1 « Sans existence, qui se réduit à rien » : nous parlons ici de l'espace public de l'art. On trouvera bien entendu dans l'espace privé du dessin de multiples représentations d'enfants.

2 Certains attribuent la première représentation des putti à Pisano dans l'un des panneaux de la chaire sculptée de la cathédrale de Sienne (1266-1268) représentant le massacre des innocents.

3 Pour ces pauvres représentations de nourrissons, il est une allégorie, celle de la Charité Romaine, qui leur confisque le sein nourricier au profit de leur grand-père maternel.

4 La photographie de baptême demeure cependant marginale dans la production prolifique des studios.

5 Pour de plus amples considérations sur la filiation entre ce type de photographie et le portrait en cire, nous renvoyons à L'histoire du portait en cire de Julius von Schlosser. Voir en particulier la statue en pied de la petite archiduchesse Ludovica (morte en 1791, fille unique du premier mariage de François II, empereur d'Autriche) et du prince Frédéric-Louis (mort en 1708), au château de Monbijou.

6 Dans les années 70-80 de ce siècle, une production photographique consternante a fait de la mère et de son enfant un sujet privilégié. A titre d'exemple, nous citons un extrait de la préface d'un de ces ouvrages : « Je dédie ces « Maternités d'éternité » aux médecins, sages-femmes, puéricultrices, qui mettent leur vocaion au service de la venue au monde, et à tous ceux qui se consacrent à l'éducation des enfants des autres : l'éclosion de l'esprit et du cour, n'est-ce-pas aussi un enfantement ? »

7 Les manuels de photographies pour amateurs vont alors adapter leur discours à cette demande. « Some simple rules for shooting sequences For picture sequences, your technique must be even smoother than for single shots. 1. Use equipment that you have become familiar with. 2. Use available light or supplement it in advance of the shooting.
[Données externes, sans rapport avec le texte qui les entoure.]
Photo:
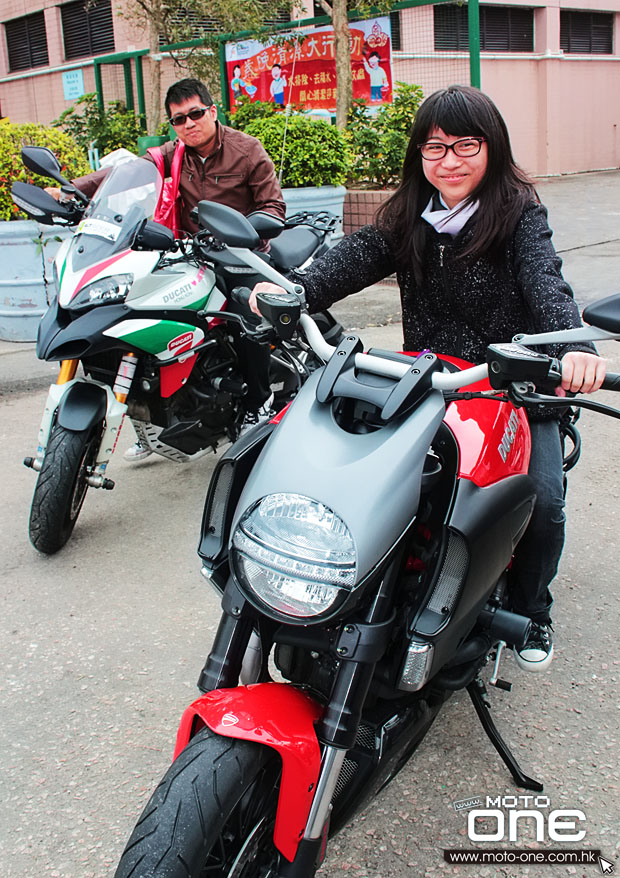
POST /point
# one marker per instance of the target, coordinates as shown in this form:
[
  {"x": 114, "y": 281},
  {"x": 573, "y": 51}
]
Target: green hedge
[
  {"x": 12, "y": 139},
  {"x": 315, "y": 152}
]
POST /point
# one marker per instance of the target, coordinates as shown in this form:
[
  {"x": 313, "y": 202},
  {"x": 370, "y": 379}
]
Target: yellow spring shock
[
  {"x": 68, "y": 368},
  {"x": 124, "y": 376}
]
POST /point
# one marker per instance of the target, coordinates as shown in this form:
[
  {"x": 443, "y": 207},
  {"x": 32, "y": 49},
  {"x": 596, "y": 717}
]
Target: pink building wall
[{"x": 562, "y": 111}]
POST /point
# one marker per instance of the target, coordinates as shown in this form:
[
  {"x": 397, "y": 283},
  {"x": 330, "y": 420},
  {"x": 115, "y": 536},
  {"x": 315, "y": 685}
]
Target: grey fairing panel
[{"x": 371, "y": 481}]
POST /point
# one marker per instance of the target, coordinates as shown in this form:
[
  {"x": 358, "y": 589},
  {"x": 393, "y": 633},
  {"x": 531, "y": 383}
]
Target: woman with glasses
[{"x": 469, "y": 241}]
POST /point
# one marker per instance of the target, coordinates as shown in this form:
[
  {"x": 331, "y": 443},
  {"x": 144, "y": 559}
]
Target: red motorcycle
[{"x": 361, "y": 544}]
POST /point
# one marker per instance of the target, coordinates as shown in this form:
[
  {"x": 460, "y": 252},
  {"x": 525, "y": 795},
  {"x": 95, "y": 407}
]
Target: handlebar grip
[{"x": 611, "y": 382}]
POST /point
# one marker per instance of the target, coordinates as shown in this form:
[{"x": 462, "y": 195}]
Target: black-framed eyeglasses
[
  {"x": 195, "y": 114},
  {"x": 465, "y": 148}
]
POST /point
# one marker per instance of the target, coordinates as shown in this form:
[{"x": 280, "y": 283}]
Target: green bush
[
  {"x": 315, "y": 152},
  {"x": 12, "y": 139},
  {"x": 379, "y": 141},
  {"x": 108, "y": 129}
]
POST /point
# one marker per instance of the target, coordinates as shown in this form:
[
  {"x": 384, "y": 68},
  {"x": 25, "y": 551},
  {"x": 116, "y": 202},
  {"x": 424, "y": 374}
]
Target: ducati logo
[
  {"x": 509, "y": 437},
  {"x": 180, "y": 341}
]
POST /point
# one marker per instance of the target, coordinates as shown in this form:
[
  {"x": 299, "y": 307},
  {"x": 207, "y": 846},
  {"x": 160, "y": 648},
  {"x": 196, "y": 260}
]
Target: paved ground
[{"x": 102, "y": 644}]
Be sure the lighted area is large enough to follow your subject around if necessary and to shoot continuously. 3. Treat each new picture as the possible start of a sequence. 4. Don't force your ideas on the children in a high-handed manner. Even if you are inspiring a sequence, don't make the child aware of it. 5. Be fast, be patient, and be imaginative. » How I photograph children by suzanne Szasz, Chilton books, New-York, 1966.

Nous renvoyons bien entendu à la biographie d'Yves Trémorin pour la liaison avec les séries précédentes.